8.
 今日はもう授業はない。だから千葉は屋上に来ていた。いつもの何気ない習慣だった。
 授業をして、終わったら屋上へ行き、町を眺めて、気が済んだら帰る。
 それが彼の一日で、その繰り返しで一年が出来ていた。
 今日は校内が甘い匂いに包まれている。
 若い男性教師の常として、千葉もいくつかのチョコレートやクッキーをもらった。
 二月十四日だ。
 バレンタイン・デイだった。
 教え子じゃない生徒まで、若い男性だからという理由だけで千葉に菓子を押し付けにくる。
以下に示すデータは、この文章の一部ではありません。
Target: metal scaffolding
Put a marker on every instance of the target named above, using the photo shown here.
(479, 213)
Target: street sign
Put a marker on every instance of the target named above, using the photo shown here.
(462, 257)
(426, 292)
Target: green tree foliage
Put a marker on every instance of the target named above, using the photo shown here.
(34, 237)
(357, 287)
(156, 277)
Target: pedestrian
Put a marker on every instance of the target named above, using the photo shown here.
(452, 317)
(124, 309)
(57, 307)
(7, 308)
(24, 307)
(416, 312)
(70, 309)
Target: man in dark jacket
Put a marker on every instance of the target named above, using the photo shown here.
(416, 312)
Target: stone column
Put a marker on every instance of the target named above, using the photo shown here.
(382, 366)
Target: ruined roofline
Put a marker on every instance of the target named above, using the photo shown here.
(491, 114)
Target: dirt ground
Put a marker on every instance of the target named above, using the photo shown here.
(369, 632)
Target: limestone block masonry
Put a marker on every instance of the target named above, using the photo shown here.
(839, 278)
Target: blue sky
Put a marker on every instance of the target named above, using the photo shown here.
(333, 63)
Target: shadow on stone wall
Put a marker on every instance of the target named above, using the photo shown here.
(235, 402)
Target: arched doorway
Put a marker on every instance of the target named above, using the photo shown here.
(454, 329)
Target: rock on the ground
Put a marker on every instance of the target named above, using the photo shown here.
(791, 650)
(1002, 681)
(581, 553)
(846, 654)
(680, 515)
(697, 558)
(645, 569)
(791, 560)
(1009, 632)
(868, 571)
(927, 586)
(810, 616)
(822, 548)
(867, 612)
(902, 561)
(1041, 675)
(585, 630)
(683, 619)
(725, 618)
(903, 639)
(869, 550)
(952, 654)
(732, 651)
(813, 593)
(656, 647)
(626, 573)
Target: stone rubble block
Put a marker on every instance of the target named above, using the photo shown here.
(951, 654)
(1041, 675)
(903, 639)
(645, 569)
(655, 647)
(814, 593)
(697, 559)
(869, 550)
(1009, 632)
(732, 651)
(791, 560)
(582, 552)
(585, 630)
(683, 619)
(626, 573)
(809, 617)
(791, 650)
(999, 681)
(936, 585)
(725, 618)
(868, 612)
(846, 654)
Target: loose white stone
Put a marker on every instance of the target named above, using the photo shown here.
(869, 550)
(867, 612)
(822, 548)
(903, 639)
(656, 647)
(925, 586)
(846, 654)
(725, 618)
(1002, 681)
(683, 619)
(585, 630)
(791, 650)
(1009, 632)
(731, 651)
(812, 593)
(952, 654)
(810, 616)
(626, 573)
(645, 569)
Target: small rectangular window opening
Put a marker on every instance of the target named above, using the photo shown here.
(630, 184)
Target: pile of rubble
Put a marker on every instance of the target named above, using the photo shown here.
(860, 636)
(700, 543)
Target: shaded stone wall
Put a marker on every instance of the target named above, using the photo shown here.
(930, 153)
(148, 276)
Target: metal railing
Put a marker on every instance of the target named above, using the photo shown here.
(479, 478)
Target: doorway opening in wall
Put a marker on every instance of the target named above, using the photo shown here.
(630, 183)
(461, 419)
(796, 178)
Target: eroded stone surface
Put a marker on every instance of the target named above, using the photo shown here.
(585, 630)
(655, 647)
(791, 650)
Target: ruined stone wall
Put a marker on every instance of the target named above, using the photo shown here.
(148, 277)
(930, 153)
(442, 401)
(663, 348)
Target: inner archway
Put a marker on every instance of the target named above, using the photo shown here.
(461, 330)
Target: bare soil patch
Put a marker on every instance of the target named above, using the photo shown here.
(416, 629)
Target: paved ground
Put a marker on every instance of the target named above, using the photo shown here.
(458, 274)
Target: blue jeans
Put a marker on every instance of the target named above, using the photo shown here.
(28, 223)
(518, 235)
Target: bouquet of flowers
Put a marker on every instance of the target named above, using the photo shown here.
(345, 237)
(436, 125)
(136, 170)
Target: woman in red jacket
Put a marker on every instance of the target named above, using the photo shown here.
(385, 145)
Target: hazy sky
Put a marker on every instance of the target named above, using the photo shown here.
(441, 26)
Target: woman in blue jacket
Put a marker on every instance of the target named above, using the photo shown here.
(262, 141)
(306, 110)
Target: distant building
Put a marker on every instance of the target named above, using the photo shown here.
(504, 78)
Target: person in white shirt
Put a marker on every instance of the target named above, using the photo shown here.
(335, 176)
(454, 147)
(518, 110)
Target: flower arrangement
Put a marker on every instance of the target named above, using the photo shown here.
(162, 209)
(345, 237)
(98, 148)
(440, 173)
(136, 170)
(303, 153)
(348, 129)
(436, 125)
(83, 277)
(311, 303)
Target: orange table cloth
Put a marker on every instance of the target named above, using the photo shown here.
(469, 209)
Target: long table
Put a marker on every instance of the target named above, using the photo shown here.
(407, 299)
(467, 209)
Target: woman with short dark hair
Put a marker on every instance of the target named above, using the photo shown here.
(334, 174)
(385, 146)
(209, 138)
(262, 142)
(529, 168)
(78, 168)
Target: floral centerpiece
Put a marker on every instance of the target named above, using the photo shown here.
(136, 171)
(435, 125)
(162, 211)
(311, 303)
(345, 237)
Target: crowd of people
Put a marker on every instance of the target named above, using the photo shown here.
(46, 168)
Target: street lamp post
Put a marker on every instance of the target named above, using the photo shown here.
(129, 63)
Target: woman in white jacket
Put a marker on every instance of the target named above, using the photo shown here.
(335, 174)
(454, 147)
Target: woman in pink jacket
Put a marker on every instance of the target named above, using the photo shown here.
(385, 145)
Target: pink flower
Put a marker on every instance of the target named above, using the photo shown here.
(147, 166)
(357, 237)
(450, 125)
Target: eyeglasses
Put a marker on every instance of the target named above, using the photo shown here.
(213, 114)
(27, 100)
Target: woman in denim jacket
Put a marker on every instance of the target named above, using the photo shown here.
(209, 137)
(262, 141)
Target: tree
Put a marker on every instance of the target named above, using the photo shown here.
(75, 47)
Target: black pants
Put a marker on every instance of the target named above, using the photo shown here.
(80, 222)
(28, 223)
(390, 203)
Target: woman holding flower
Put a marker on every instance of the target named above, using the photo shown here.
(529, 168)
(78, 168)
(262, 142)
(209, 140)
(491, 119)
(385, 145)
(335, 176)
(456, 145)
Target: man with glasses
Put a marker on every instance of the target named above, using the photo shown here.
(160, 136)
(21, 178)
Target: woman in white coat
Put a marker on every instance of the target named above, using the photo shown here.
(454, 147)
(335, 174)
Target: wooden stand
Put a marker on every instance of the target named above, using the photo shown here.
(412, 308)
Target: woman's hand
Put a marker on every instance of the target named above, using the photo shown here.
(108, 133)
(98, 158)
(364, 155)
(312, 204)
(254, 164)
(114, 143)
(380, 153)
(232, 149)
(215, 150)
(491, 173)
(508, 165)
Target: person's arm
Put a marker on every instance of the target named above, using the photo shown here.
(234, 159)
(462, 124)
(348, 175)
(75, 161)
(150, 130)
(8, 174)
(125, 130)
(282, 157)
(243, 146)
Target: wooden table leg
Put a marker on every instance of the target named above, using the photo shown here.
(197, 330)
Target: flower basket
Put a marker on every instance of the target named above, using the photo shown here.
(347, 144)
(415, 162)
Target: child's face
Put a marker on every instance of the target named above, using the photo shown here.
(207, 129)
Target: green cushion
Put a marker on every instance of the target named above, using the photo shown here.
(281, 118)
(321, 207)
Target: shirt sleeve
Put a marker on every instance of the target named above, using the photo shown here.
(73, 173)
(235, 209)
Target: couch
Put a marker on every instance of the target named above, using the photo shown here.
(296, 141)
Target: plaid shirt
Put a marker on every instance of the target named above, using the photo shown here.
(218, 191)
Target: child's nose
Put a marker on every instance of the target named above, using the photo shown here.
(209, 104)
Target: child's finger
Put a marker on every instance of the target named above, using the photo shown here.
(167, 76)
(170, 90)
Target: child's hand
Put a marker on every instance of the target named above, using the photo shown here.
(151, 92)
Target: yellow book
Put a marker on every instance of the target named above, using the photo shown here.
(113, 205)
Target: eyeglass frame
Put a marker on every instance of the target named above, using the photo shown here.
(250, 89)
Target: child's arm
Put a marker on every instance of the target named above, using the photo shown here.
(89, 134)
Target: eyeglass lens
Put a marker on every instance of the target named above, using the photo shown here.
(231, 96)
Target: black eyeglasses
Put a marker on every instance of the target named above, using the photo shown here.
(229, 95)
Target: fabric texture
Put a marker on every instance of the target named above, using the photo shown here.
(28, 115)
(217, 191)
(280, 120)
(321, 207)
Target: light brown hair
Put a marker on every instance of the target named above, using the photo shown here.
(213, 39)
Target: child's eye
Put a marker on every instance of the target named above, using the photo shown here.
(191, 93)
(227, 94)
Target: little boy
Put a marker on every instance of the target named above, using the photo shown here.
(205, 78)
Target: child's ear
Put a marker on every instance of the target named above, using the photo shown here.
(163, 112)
 決して悪い気分ではないが、別段嬉しいわけでもない。
 子供たちが、この時期は活き活きとして楽しそうなことは、なんだかほっとした。
 冬の風が冷たい。千葉は加糖のホットコーヒーをすする。
 風の音に紛れて、背後で鉄のドアの開く音がした。
「先生」
 聞き覚えのある、女子生徒の呼び声。
 予感は確信になって、振り返る。天根がそこに居た。
「天根。まだ残ってたのか」
「先生と二人きりになれるのを、待ってたの」
 天根みらい。
 秋ごろ、姉の娘が亡くなり、精神的に不安定になっていた生徒だ。
 一時、線路症候群に陥りかけていた。
 一ヶ月ほどでその兆候はなくなり、健全な学校生活を送っていたはずだ。
 天根に関する奇妙な夢を見た気がするが、今はもうはっきりと思い出せない。
 ――四時四十五分。
 一体何の時間だっただろう。時折、天根と共に頭に浮ぶ。
「先生、これ。私からの、バレンタインチョコ」
「ああ、ありがとう」
 軽く、受け取る。
 生徒だって義理のつもりで贈ってきているのだ。
 いちいち取り合っていられない。
「ねえ、これ、本命だよ」
 一瞬、ぎくりとする。だけど、千葉だって新任の教師ではない。
 過去何度か、女子生徒から告白を受けたこともある。
 その全てが、振られることを前提にした告白だった。
 想い出になることで完結する少女達の思い込みだ。
「先生のこと、好きなの」
 上目遣いの、唇が、艶めいている。
 少し割れたそこから、湿った舌が覗いていて、千葉は咄嗟に目をそらす。
 天根みらいが押し付けてくる身体の、高い体温に戸惑った。この体温を知っている気がした。
 雰囲気に惑わされてはいけない。
 天根の場合も今までと同じだ。
 千葉は用意した定型句を口にする。
「困るよ。俺は教師で、教え子の君とはそういう関係になれない」
 煙草もやらない。強い酒も飲まない。なんとなく危険そうな道は避けてここまで歩いてきた。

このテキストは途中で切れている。